The Risk of a Clerical Error – The Trauma of a Second Victim in Transfusion Administration
Sometimes the interpretation of the SHOT report’s results by the author team seems very cautious and humble. For example, the introduction of the 2021 report starts with the SHOT’s function to improve “transfusion safety, both for donors and patients.” However, from a more discerning perspective, the so-called “second victim” should be considered [15]. When an AB0-incompatible transfusion caused by a clerical error occurs and the recipient is severely injured, there is also the distressed administrator in addition to the patient. Traumatized and inadequately prepared physicians have posttraumatic stress disorder, depression, drug abuse, and stress-related cardiac diseases [16, 17]. We should not forget that administration errors also harm administrators. Posttraumatic stress disorders, depression, addiction, and other professional deformations may represent different neglected outcomes as measures for avoidance are useful for a healthy health system.
Conclusion
In this respect, the SHOT’s jubilee in 2022 was more than a regular anniversary. It is an opportunity to redirect research and international co-work for better and safer transfusion medicine, to include new evidence, and to consider additional benefits associated with avoiding errors to transfusion administrators and recipients.

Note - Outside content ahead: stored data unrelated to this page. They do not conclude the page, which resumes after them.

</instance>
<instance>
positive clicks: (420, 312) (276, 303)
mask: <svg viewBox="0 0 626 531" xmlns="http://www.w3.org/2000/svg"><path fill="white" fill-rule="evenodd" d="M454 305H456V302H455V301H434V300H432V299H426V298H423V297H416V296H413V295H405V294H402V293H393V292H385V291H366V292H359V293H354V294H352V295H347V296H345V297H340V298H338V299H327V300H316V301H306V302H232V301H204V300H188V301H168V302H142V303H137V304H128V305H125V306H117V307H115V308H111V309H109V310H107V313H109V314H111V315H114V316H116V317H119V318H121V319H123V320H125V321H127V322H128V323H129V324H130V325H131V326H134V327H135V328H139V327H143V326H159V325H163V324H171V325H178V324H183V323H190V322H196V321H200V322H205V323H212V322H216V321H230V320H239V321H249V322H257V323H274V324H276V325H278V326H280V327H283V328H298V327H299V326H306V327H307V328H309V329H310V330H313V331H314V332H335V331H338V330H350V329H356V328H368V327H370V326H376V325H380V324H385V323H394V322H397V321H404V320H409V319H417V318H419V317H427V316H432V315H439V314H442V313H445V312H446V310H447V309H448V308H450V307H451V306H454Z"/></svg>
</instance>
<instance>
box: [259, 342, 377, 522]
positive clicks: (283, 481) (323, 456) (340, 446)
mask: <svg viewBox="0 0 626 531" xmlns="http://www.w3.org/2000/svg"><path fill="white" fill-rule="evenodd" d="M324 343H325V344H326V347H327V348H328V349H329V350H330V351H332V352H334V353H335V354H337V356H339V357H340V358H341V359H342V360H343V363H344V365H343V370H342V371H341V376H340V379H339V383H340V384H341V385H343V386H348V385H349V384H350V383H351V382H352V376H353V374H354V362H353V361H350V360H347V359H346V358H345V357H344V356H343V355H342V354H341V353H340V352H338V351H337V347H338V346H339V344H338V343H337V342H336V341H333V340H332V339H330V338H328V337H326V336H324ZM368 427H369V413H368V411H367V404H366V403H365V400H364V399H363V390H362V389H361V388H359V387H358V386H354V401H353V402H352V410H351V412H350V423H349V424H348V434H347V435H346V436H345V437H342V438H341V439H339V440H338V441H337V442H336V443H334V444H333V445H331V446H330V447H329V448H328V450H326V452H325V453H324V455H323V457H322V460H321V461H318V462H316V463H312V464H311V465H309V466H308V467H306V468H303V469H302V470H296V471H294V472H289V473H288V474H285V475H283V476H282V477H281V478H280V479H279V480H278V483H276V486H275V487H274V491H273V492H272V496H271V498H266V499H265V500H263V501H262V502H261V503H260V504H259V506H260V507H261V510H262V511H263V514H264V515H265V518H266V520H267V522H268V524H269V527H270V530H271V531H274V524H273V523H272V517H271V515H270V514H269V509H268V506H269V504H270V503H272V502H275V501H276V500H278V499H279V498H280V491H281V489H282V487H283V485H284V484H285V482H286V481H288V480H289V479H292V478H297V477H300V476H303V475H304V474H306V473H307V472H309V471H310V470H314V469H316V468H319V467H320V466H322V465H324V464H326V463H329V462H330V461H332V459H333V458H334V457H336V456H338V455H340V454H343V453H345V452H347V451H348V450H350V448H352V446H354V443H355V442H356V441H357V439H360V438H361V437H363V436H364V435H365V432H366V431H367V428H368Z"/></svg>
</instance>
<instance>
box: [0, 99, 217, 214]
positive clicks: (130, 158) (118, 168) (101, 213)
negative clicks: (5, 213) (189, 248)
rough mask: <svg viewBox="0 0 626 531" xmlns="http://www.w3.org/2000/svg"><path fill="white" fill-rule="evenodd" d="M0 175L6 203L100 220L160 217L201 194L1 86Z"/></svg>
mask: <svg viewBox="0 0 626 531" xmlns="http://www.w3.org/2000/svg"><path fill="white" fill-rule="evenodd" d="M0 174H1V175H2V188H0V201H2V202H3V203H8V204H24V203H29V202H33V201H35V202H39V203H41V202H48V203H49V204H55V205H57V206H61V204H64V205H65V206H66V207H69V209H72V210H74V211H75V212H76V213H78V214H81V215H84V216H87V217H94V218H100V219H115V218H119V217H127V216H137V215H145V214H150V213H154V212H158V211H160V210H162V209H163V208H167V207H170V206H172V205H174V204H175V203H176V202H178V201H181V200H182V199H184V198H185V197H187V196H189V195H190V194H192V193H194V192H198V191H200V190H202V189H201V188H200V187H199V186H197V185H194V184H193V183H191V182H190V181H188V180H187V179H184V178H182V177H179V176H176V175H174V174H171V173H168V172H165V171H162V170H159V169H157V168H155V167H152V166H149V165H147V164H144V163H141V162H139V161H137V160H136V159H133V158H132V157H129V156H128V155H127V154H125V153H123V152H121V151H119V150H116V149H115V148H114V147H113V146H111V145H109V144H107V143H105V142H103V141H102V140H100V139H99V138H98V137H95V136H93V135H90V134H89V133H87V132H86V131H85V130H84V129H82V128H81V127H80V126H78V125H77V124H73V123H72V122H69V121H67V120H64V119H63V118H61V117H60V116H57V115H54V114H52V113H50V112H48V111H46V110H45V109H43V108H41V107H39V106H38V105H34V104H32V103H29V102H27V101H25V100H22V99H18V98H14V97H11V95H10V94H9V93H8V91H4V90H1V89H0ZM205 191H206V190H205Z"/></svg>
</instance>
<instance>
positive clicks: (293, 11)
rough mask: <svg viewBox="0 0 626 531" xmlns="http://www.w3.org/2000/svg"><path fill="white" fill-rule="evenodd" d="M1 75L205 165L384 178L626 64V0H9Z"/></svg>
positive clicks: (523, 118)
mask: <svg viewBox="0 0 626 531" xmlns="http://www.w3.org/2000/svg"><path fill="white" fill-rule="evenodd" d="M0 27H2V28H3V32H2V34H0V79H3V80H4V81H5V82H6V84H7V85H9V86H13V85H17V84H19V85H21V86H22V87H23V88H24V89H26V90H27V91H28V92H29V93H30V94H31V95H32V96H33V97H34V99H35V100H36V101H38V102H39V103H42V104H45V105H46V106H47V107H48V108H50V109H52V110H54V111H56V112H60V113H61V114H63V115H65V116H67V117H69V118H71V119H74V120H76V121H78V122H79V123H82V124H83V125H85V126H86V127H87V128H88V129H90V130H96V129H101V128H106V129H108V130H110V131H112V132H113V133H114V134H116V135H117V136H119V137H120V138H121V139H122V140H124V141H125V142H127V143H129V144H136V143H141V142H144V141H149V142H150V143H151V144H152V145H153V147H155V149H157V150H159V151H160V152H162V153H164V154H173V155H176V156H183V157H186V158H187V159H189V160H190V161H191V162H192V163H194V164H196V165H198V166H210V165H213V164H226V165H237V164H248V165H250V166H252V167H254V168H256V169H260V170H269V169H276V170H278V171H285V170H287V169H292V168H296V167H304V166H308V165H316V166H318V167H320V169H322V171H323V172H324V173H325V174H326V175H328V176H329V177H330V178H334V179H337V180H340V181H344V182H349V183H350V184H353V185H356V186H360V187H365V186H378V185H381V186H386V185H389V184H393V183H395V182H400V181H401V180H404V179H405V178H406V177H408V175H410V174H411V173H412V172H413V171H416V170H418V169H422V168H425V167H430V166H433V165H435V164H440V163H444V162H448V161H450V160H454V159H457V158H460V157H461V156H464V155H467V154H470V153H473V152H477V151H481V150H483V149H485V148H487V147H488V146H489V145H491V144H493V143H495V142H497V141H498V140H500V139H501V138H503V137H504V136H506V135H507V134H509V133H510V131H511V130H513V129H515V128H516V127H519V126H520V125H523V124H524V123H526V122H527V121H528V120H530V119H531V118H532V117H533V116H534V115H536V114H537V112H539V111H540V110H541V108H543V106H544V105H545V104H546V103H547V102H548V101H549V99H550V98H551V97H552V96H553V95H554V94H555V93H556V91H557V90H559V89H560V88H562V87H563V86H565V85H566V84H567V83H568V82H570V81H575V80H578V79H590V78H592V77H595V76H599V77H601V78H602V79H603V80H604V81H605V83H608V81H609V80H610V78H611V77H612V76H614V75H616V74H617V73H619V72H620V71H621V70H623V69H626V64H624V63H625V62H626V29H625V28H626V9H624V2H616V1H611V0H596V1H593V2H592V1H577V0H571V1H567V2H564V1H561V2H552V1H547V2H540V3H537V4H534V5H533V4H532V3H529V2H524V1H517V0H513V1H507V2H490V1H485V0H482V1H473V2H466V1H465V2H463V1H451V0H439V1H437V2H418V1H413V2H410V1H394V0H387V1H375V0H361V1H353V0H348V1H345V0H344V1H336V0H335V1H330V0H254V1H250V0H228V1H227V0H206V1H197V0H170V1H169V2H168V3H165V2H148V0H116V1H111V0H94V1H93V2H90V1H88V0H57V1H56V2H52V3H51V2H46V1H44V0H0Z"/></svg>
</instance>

Conflict of Interest Statement
The authors declare that there are no conflicts of interest.
Funding Sources
This study was funded by German Interdisciplinary Task Force for Clinical Hemotherapy (IAKH).
Author Contributions
Thomas Frietsch: conception, drafting, and final approval of the manuscript. Jerrold H Levy: idea, refinement of the manuscript, and review for critical intellectual content. Maria B Rondinelli: drafting, development of the manuscript, and review for critical intellectual content. All authors agree to be accountable for all aspects of the work in ensuring that questions related to the accuracy or integrity of any part of the work are appropriately investigated and resolved.